Link [2022-06-11 14:42:41]



Das Leben wird für alle teurer – aber ein Milieu macht der FDP dabei besondere Sorgen: Die Mitte

Sollten jemals Außerirdische in die Verlegenheit kommen, Berlin zu besuchen, dann würden sie sehr schnell den beliebtesten, begehrtesten und umworbensten Ort in der politischen Landschaft entdecken. Der Ort heißt „Mitte“, und bewohnt wird er von einem ebenso beliebten und umworbenen Volk: der Mittelschicht.
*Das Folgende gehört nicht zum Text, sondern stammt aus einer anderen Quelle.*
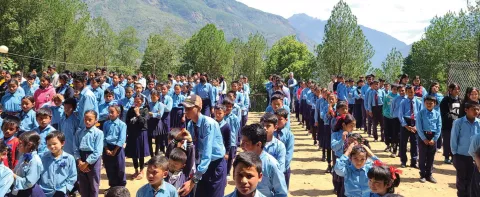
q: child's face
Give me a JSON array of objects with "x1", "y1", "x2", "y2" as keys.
[
  {"x1": 328, "y1": 95, "x2": 336, "y2": 104},
  {"x1": 174, "y1": 86, "x2": 181, "y2": 94},
  {"x1": 21, "y1": 99, "x2": 34, "y2": 112},
  {"x1": 227, "y1": 94, "x2": 235, "y2": 101},
  {"x1": 113, "y1": 76, "x2": 120, "y2": 85},
  {"x1": 40, "y1": 79, "x2": 50, "y2": 88},
  {"x1": 134, "y1": 97, "x2": 144, "y2": 107},
  {"x1": 105, "y1": 94, "x2": 114, "y2": 103},
  {"x1": 146, "y1": 165, "x2": 168, "y2": 187},
  {"x1": 271, "y1": 99, "x2": 283, "y2": 111},
  {"x1": 18, "y1": 140, "x2": 32, "y2": 154},
  {"x1": 424, "y1": 100, "x2": 436, "y2": 111},
  {"x1": 431, "y1": 84, "x2": 439, "y2": 93},
  {"x1": 161, "y1": 86, "x2": 168, "y2": 95},
  {"x1": 108, "y1": 107, "x2": 120, "y2": 120},
  {"x1": 64, "y1": 104, "x2": 74, "y2": 116},
  {"x1": 214, "y1": 109, "x2": 225, "y2": 122},
  {"x1": 233, "y1": 163, "x2": 263, "y2": 196},
  {"x1": 263, "y1": 122, "x2": 276, "y2": 136},
  {"x1": 384, "y1": 84, "x2": 390, "y2": 91},
  {"x1": 470, "y1": 90, "x2": 479, "y2": 101},
  {"x1": 351, "y1": 152, "x2": 367, "y2": 169},
  {"x1": 90, "y1": 80, "x2": 99, "y2": 89},
  {"x1": 391, "y1": 87, "x2": 398, "y2": 94},
  {"x1": 276, "y1": 115, "x2": 287, "y2": 129},
  {"x1": 413, "y1": 79, "x2": 420, "y2": 85},
  {"x1": 125, "y1": 89, "x2": 133, "y2": 98},
  {"x1": 225, "y1": 104, "x2": 233, "y2": 115},
  {"x1": 450, "y1": 86, "x2": 460, "y2": 97},
  {"x1": 53, "y1": 98, "x2": 63, "y2": 106},
  {"x1": 398, "y1": 87, "x2": 406, "y2": 96},
  {"x1": 343, "y1": 121, "x2": 356, "y2": 132},
  {"x1": 37, "y1": 115, "x2": 52, "y2": 128},
  {"x1": 337, "y1": 107, "x2": 348, "y2": 115},
  {"x1": 369, "y1": 178, "x2": 390, "y2": 195},
  {"x1": 135, "y1": 85, "x2": 143, "y2": 93},
  {"x1": 231, "y1": 83, "x2": 239, "y2": 91},
  {"x1": 8, "y1": 83, "x2": 18, "y2": 93},
  {"x1": 2, "y1": 123, "x2": 17, "y2": 138},
  {"x1": 465, "y1": 106, "x2": 480, "y2": 119},
  {"x1": 127, "y1": 77, "x2": 133, "y2": 84},
  {"x1": 406, "y1": 88, "x2": 414, "y2": 98},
Wie genau sich die gesellschaftliche Mitte beziehungsweise die Mittelschicht zusammensetzt, ist eine Frage der Definition. Aber in allen Untersuchungen stellt sie immer noch die größte sozioökonomische Gruppe dar, jedenfalls in Deutschland. Und deshalb wird die Politik parteiübergreifend unruhig, wenn es in der Mitte rumort. Ohne sie werden keine Wahlen gewonnen, anders als in den armen Vierteln, wo die Mehrheit das Wählen schon aufgegeben hat.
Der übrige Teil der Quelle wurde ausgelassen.